Secretory IgA in the saliva is essential for protection from mucosally transmitted pathogens and maintaining homeostasis at mucosal surfaces of the oral cavity. Expression of submandibular gland polymeric Ig receptor (pIgR) is essential for IgA secretion. In the present study, we investigated the influence of indigestible carbohydrates on IgA production in the salivary gland and saliva. Five-week-old rats were fed a fibre-free diet (control), or a diet with 5 % (w/w) fructo-oligosaccharide (FOS) or a combination of 2·5 % (w/w) polydextrose (PDX) and 2·5 % (w/w) lactitol for 21-d. IgA concentrations in the caecal digesta, submandibular gland tissue, and saliva in the FOS and PDX+lactitol diet groups were significantly higher than those in the control group (P< 0·05). The increase in IgA in the submandibular gland tissue was confirmed using immunohistochemical analysis.

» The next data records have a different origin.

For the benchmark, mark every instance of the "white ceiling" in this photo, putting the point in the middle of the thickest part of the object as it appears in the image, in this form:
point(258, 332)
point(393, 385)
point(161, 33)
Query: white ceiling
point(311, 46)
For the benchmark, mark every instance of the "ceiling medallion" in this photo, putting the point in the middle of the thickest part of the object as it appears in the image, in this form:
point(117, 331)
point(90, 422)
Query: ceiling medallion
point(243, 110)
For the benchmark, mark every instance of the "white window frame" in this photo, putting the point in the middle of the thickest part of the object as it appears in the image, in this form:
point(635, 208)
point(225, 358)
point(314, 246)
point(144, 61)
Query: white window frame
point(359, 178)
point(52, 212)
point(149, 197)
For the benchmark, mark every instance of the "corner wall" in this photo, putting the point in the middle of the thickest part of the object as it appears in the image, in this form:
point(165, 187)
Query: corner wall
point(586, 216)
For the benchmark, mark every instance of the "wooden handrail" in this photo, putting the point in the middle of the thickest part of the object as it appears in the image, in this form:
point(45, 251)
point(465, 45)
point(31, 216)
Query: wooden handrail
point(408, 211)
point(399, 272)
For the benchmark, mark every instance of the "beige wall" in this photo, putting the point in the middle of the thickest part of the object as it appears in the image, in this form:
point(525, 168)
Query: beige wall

However, the IgA concentrations of serum did not differ between the FOS or PDX+lactitol groups and the control group (P= 0·5). In the FOS and PDX+lactitol groups, the pIgR mRNA (pIgR/β-actin) expression level in the submandibular gland tissue was significantly higher than that in the control group (P< 0·05). The present study suggests that indigestible carbohydrates play an important role in the increase in IgA concentrations in the submandibular gland tissue, saliva, and caecal digesta.